The new President of ABC, Paul Lee, has said that he wants to revive the old “TGIF” Friday lineup if he can get enough inexpensive, sitcoms started up, particularly sitcoms that the network owns itself. (The low budget, and the prospect of making money in syndication, would make up for the lower Friday ratings.) To that end, there have been some stories lately about ABC developing sitcoms with established sitcom stars: Kirstie Alley is doing a pilot for them, and so – amazingly – is Jim Belushi. This is part of a larger trend of networks trying to lure back the sitcom stars who helped them out in years past: Sean Hayes is doing a new pilot for NBC, Roseanne is setting up a new sitcom and this season, ABC is betting a lot on the idea that people still want to see Tim Allen. But in ABC’s case it’s starting to seem like if they do launch that dreamed-of TGIF lineup, it’ll be something like TV Land’s original sitcom lineup – a showcase for aging or aged sitcom stars.
Nothing wrong with giving older stars another shot, of course. But it seems odd that at least so far, very few networks seem to be developing shows where kids are a major presence. It sometimes seems like you’re more likely to find a show with a baby – this year’s entry is Up All Night – than one with kids who are old enough to do anything.

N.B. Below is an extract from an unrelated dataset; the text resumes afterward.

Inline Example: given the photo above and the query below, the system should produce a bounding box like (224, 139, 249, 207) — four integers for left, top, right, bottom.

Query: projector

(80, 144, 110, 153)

Fox has a poorly-reviewed comedy called I Hate My Teenage Daughter, but it’s told entirely from the point of view of the adults (which is only one of its problems). Fox had some of its biggest hits with shows like That ’70s Show and Malcolm in the Middle, or even The Simpsons (where many episodes focused on the kids getting into mischief or having personal dilemmas), and more recently it’s done well with the frequently kid-centric stories on Bob’s Burgers, but it’s been slow to get back to that kind of thing in live action comedy.
ABC is the same way; it seems to want to bring back family-friendly comedy, and the kids are some of the best things about The Middle and Modern Family. (If Manny isn’t the breakout character of Modern Family, he probably should be.) But they’ve been very slow to greenlight shows with younger characters, even though the kids were often the key to the success of the TGIF lineup they’re so anxious to bring back. Full House and Family Matters are examples of shows with large numbers of kids, which soon became primarily about the kids. And Boy Meets World and Sabrina were star vehicles for younger actors. Except for the bright idea of casting Kaitlyn Dever, fresh from her success on Justified, as Tim Allen’s teen daughter, this year’s comedies don’t seem to have many kid actors, let alone kid actors with breakout potential.
There are reasons why you can’t do an iCarly type of show, where kids dominate the world, on a broadcast network: adults must watch, so there must be strong adult characters. And kids are hard to cast because they’re not bankable stars (by the time they’re bankable stars, they’re no longer kids), so the casting mostly has to be done based on the producers’ own judgment. That terrifies network executives. But it does seem like there are a lot of stories about kids and teenagers that half-hour comedies are not telling. For adult viewers, these stories would at least have the benefit of seeming marginally fresher than observational humour about adult relationships.